Anyway, I’ve had a busy week at work. The new guy started on Monday and I had three days of in-person before I zoomed out and he is expected to be able to lend a hand replacing me. We both worked at the office all three days. I think we gave him a pretty good foundation upon which to build using video calls, screen sharing and other remote tools.

In my free time I was boxing stuff up.

Tuesday the movers showed up and got a good amount on the truck. They finished Wednesday. We were “camping out” after they put all of the cooking equipment in the truck. Tuesday evening was somewhat sad since they had already packed the popcorn popper.

Wednesday I cut out a bit early (I had worked extra on Monday) and got home and finished emptying the house.
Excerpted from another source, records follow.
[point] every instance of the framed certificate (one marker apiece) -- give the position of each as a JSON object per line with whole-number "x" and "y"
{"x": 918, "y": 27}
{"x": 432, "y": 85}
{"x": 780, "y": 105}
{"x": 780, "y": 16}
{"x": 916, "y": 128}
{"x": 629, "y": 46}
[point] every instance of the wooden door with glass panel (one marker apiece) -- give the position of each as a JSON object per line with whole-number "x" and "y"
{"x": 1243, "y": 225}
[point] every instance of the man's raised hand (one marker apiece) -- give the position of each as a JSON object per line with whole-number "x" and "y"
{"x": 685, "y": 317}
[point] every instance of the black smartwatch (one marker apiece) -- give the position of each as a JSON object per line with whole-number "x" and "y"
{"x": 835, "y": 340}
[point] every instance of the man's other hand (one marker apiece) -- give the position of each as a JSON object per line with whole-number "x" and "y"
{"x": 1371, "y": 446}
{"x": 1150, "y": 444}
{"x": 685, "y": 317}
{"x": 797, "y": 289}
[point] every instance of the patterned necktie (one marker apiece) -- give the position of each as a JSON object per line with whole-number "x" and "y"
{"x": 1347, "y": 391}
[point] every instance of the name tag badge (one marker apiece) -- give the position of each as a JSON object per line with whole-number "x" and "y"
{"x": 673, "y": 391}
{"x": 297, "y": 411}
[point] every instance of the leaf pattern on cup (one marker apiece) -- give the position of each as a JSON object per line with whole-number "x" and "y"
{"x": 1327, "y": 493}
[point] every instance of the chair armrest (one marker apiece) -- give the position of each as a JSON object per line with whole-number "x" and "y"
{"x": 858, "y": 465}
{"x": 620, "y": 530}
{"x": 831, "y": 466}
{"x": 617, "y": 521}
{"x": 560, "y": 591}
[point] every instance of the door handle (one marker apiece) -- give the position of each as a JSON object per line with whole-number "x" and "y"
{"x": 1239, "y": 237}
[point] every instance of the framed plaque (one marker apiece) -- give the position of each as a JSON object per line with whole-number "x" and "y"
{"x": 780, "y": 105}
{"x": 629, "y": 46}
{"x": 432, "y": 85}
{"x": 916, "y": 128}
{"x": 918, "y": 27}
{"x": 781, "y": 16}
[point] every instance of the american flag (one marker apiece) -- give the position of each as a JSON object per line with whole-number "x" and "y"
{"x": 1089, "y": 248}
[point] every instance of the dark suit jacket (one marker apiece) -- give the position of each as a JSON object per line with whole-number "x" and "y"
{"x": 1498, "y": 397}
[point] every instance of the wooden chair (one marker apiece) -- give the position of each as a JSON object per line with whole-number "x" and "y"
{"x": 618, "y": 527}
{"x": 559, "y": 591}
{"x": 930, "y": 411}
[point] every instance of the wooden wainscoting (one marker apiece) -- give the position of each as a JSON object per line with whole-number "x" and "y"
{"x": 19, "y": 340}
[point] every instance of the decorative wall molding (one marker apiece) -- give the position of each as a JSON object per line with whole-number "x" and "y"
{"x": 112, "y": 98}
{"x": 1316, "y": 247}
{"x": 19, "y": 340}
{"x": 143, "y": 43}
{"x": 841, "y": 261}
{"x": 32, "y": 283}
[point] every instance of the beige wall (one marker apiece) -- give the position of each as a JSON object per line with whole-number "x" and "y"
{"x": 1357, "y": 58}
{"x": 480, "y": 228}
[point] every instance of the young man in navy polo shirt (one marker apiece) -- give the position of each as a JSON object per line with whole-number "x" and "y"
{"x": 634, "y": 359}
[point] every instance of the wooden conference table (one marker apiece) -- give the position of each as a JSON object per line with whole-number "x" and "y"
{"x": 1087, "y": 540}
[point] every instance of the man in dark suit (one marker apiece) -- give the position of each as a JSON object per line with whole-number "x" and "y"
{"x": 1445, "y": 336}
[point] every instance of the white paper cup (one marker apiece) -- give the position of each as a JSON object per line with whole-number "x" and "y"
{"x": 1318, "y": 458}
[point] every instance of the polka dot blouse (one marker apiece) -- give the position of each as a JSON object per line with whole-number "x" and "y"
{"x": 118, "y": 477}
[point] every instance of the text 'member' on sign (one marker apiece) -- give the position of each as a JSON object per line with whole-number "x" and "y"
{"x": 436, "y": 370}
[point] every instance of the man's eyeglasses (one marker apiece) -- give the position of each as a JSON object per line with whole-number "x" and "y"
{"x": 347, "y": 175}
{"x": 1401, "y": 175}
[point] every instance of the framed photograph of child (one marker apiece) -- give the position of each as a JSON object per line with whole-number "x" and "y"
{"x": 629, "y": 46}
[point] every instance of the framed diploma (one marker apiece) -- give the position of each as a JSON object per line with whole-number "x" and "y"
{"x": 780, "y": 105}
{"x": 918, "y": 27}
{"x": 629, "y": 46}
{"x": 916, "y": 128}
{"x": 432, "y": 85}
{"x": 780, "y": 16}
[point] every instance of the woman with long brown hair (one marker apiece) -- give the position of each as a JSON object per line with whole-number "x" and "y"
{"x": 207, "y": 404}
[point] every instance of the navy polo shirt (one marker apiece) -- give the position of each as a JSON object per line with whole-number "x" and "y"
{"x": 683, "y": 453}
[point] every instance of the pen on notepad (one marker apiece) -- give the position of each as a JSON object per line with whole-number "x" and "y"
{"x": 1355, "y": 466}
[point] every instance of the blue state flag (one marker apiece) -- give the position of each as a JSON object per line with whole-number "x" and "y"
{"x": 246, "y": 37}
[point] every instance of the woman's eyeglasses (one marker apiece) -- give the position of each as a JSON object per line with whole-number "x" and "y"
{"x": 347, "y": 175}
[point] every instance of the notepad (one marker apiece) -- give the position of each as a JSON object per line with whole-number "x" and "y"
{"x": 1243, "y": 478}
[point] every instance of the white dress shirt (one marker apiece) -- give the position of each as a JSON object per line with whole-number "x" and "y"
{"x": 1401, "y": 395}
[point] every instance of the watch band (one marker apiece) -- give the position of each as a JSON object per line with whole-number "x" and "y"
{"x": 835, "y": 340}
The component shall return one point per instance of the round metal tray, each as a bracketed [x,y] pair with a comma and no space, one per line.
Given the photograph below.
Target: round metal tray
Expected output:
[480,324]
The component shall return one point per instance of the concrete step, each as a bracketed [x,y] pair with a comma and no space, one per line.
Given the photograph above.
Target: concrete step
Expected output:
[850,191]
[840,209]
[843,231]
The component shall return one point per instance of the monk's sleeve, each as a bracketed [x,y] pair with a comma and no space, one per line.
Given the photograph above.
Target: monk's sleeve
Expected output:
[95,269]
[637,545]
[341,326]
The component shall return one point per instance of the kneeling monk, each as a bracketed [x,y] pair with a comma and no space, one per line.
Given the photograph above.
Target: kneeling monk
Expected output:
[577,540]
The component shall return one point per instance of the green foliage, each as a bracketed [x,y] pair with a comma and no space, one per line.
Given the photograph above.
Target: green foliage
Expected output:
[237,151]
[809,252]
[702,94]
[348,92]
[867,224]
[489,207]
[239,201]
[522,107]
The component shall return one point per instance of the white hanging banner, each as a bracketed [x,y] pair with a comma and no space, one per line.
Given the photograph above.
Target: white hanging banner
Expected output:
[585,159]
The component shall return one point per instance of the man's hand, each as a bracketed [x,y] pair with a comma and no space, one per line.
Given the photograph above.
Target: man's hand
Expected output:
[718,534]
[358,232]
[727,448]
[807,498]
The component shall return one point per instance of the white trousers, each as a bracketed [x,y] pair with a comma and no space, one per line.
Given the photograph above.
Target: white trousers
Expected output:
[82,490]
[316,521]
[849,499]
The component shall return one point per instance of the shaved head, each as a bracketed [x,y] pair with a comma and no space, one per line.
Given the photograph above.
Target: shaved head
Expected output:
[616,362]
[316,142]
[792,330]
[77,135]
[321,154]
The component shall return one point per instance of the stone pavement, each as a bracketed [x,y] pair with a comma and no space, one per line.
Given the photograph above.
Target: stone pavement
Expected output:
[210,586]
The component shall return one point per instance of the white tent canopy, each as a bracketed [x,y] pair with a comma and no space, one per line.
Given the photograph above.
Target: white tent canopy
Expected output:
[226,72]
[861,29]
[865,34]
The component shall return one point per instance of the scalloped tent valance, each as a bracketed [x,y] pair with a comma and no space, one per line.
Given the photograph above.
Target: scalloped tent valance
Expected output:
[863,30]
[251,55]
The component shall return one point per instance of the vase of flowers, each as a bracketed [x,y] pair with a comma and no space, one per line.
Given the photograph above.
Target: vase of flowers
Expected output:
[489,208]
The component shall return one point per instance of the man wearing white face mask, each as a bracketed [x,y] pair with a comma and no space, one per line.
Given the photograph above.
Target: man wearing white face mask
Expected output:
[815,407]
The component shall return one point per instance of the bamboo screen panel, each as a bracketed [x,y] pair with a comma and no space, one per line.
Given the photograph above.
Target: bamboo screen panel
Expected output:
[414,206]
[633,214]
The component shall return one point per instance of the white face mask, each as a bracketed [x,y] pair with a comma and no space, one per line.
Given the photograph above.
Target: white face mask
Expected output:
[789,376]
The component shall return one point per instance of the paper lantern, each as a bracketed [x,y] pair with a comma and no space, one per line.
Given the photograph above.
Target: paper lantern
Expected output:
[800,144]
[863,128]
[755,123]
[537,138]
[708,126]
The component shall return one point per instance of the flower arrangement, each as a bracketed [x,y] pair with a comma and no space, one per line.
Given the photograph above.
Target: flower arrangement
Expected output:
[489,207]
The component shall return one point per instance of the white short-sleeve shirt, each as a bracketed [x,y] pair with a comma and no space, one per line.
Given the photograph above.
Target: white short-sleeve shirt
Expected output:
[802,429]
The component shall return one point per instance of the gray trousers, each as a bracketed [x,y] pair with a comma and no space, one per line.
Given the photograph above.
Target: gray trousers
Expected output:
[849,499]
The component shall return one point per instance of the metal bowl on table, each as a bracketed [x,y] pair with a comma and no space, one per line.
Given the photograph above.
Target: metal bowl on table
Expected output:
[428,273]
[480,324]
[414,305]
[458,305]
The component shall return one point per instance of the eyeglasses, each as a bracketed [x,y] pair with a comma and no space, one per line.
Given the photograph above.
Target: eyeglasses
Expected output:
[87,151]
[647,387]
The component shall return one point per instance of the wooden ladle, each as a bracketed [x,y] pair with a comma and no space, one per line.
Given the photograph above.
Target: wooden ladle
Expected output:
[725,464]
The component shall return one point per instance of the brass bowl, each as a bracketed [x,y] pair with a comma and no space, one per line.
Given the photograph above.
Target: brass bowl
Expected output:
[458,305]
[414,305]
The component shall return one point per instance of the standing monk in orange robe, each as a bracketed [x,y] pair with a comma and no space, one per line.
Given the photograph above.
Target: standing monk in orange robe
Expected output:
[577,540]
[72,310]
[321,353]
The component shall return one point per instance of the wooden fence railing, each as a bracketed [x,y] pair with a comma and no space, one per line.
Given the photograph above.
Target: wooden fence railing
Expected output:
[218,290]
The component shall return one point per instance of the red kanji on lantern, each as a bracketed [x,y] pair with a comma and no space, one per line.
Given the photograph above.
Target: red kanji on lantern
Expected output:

We have a van-load of trinkets in the garage awaiting our return. About 5:30 we closed it up and jumped in the car and drove to Chicago to a hotel.

We caught the 2:30 am airport shuttle after a bit of sleep. It turned out that the check-in people didn’t arrive until 3:30! And we were unable to buy our usual snacks and water to take on the plane because none of the shops were operating before the 4:20 boarding. But we survived the 2 hour flight and ubered to a Village Inn on Tower Road near Denver International for breakfast. Then we ubered again to Loveland and here we are.

Most of our possessions are on a truck that may or may not be in Iowa City. The rest are in the garage, in the van (parked in front of the garage) or in our suitcases.

I almost talked the new guy at work into taking the MGB off my hands. But he saw it and decided to pass. I think he’s going to make a great employee… wise beyond his years.


Movie Review — how James Bond is a better father than Trinity is a mother.

We watched the new James Bond movie and the new Matrix movie yesterday. I’m not sure how that was accomplished, technology wise. But we did.

Both movies are formulaic and touch-the-bases nostalgic.

No, I found it unbelievable that Bond was terribly in love with the daughter of Mr. White, then went underground so far that MI6 thought he was dead, then popped up for one last go. But Ok, the un-retirement theme seems to be a regular feature of late-model Bond movies. After much bad guy foiling, Mr. Bond is left with a hopeless situation: live without seeing his heartthrob and their daughter (shades of Forest Gump) neither of which he had seen for 5 years anyway, or just don’t. He took the sacrificial just don’t option.

In Matrix 4 I was having some trouble following the plot mostly because the faces were different and the movie was 99% earnest conversations between more-or-less total strangers and also because the volume was low. But somehow Neo had been taking daily blue pills and surviving inside the matrix, scraping along as a highly esteemed video game designer. I’m not sure what upset that applecart, but we find him going back to the “real” world and then trying to convince Trinity to take the same path. And in the end it seemed that she did. And I would be OK with that except for the scene where her husband and three children begged her to come home. Maybe they were fake inside-the-matrix-only constructions… like Morpheus? I’m not sure how that works. If any old person can turn out to be a fake AI or even just be hijacked by the Matrix, then it kinds of spoils things for me. So no, I was not impressed. I got a good chuckle from some lines about how people are so able to convince themselves of something that is not real… amazing stuff coming from a director who has convinced himself he’s a woman.

One theme of the Matrix movies, to me, is that people may not understand reality, but we don’t necessarily need complete understanding to make moral decisions in response to what we perceive. People can do right and wrong even when everything around them is a projection.

So James Bond was uncharacteristically selfless and the Matrix movie was uncharacteristically selfish and neither was consistent but both had rock-em-sock-em scenes with bad guys and stuff.

One reply on “A moving story”

In The New Yorker many many years ago I read an article of the brother and sister behind Matrix. Now sister and and sister. I can’t recall specifics but think I liked the article more than the movie. This vs. MGM (I think?) behind 007. It’s a fascinating contrast in a business context – the two creative thinkers and the, basically, corporate franchise.